For all of the success Ivan Nova has had this season, I’m amazed I haven’t read more about the fact that this was a player the Yankees didn’t even protect in the 2008 Rule V draft, and who they nearly lost to San Diego for chump change until the Padres apparently decided he wasn’t good enough for them.
Nova continued to show why he’ll almost certainly be getting the ball in Game 2 of the ALDS, firing 7 2/3 shutout innings — tied for his second-longest outing of the season — against the Rays and leading the Yankees to a 5-0 victory. The outing — in which Nova gave up six hits, walked three and struck three men out — was Nova’s 5th-best of the season by Game Score (67), and also tied for best Game Score of any member of the Yankee rotation in the month of September (CC Sabathia put up a 67 on September 4 against Toronto and Bartolo Colon also did it September 9 against the Angels), although he appeared poised to turn in arguably his best start ever, if not for a Casey Kotchman two-out walk in the eighth. Had Joe Girardi not lifted him — he was only at 103 pitches — Nova might have been able to get through eight shutout innings for the first time in his career. The closest he’s ever come were the eight innings of one-run ball he threw against Cincinnati on June 20, which remains the best start of his career.
If you want to get picky about the outing, it would’ve been nice to see Nova pick up a few more strikeouts and not rely entirely on batted ball luck. However, at this point, considering the fact that he’s been able to do it all season, it may be time to just accept that Nova continues to inch closer to becoming Chien-Ming Wang part II, a.k.a. a pitcher that may not have a true out pitch but that can execute when he needs to to induce a much-needed groundball.
The offense came to life in the 2nd inning against Wade Davis, as Eric Chavez singled home a Nick Swisher double, while Curtis Granderson cleared the bases several batters later with a double down the right field line. That the bases were even loaded was a bit of a fluke itself, as Brett Gardner decided to lay down a bunt with runners on 1st and 2nd and no outs — in the second(!) inning — but he managed to beat the throw and leg out an infield single. I almost wish he’d made out there, except even if he did he undoubtedly would’ve still thought that the sacrifice was the right play there. As much as I hate the bunt, I’m OK playing for one run late in a tie ballgame, but I just can’t abide handing an out away when you could be playing for a huge inning. The Yankees still got their huge inning, but the process was shoddy.
Nova’s biggest test came in the 7th, as he worked himself into a bases-loaded, no-out jam, and managed to walk away completely unscathed, getting Demond Jennings to pop out and then inducing a huge double play off the bat of B.J. Upton. Jennings’ at-bat was by far the biggest moment of the night, with an LI of 2.01, so big ups to Nova. While Rays fans were likely tearing their hair out at being unable to convert any runs in that situation, Yankee fans went bald with the number of bases-loaded opportunities the team squandered.
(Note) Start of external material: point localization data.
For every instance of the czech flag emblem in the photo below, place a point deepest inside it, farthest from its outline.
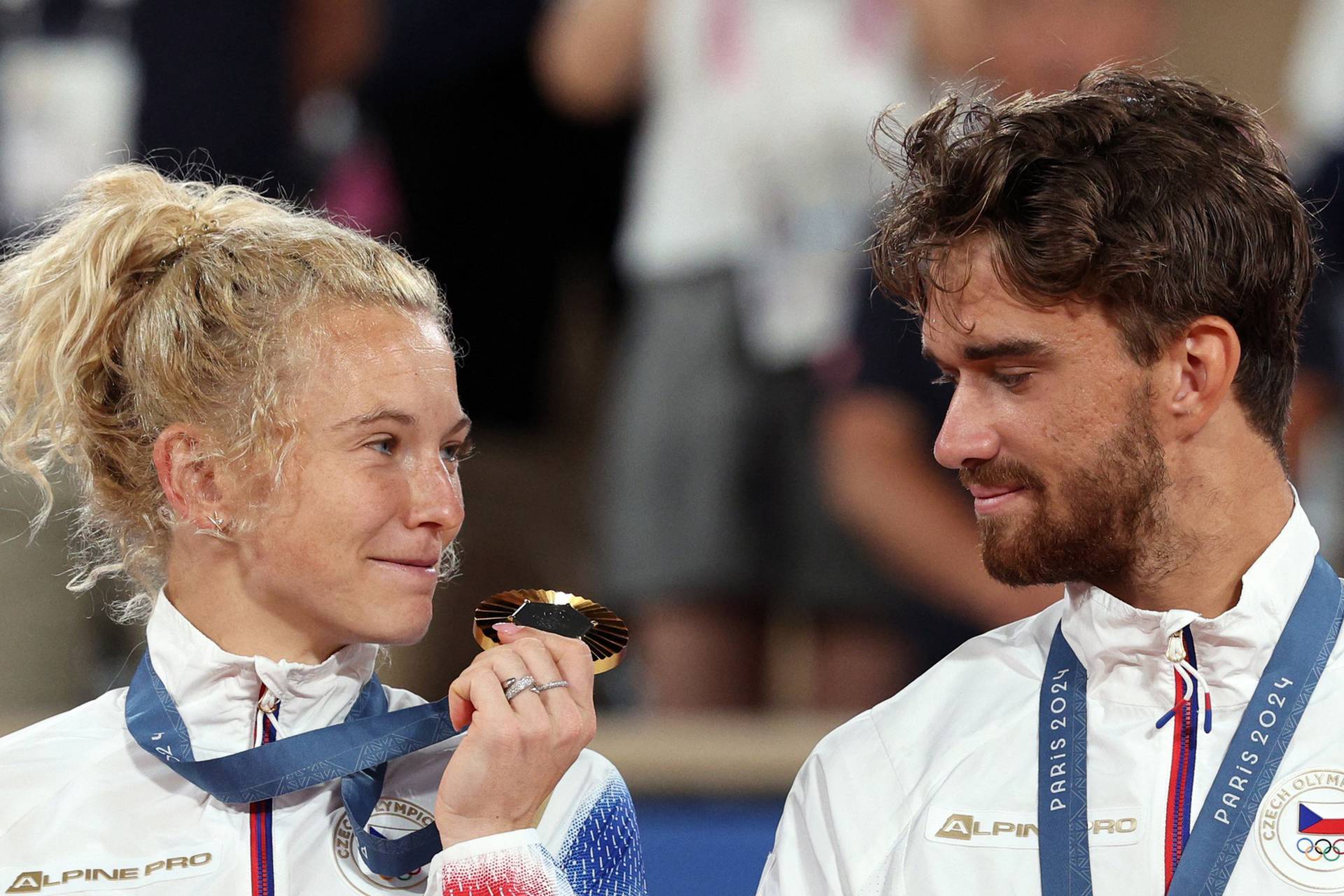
(1320, 818)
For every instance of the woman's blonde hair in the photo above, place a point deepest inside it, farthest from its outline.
(144, 301)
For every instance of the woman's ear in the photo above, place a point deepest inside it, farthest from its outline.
(1200, 363)
(188, 476)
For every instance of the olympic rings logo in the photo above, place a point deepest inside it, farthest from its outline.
(1322, 849)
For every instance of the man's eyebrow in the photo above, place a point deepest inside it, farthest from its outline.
(396, 415)
(1002, 348)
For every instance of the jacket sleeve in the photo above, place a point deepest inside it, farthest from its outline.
(844, 821)
(600, 856)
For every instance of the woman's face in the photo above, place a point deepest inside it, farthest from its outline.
(351, 545)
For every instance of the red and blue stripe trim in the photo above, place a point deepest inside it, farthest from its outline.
(260, 821)
(1180, 785)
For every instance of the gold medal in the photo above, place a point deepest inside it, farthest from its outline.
(559, 613)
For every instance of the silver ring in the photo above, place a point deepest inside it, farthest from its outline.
(514, 687)
(562, 682)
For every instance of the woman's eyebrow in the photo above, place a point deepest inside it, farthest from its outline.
(396, 415)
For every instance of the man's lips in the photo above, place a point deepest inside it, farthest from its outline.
(990, 498)
(991, 491)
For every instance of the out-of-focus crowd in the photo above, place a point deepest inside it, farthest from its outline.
(648, 219)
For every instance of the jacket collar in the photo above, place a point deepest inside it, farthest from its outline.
(217, 692)
(1126, 650)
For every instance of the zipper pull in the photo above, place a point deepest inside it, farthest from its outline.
(1175, 648)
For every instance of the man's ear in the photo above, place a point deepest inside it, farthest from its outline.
(1199, 367)
(187, 477)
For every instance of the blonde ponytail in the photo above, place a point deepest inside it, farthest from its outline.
(146, 301)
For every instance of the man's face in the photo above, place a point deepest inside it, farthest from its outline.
(350, 545)
(1051, 429)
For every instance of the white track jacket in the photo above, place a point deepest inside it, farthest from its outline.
(934, 790)
(86, 811)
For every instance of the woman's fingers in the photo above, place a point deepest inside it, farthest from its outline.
(571, 657)
(482, 688)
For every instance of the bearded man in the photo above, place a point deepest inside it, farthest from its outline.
(1110, 279)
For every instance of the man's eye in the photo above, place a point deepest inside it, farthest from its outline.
(1012, 381)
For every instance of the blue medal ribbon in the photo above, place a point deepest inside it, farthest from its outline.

The Yankees came to the plate with the bases juiced three times following Curtis’ huge double in the second and came away with zero runs in each instance. They won, and so all is forgiven, but it’s still worth noting the Yankees left 18 men on base in this one. I suppose that’s preferable to not putting men on at all, which is something they were doing quite a bit of for much of this month.
This game also evened the Yankees’ number of times being shutout with the number of times they’ve shut their opponent out on the season, with both tallies at eight.
The Yankees’ magic number for a playoff berth is now down to two, which means they’re in as long as they win one of their two games today. If they sweep today’s doubleheader and Boston loses to the Orioles again, they can also lock up the American League East today. Good times.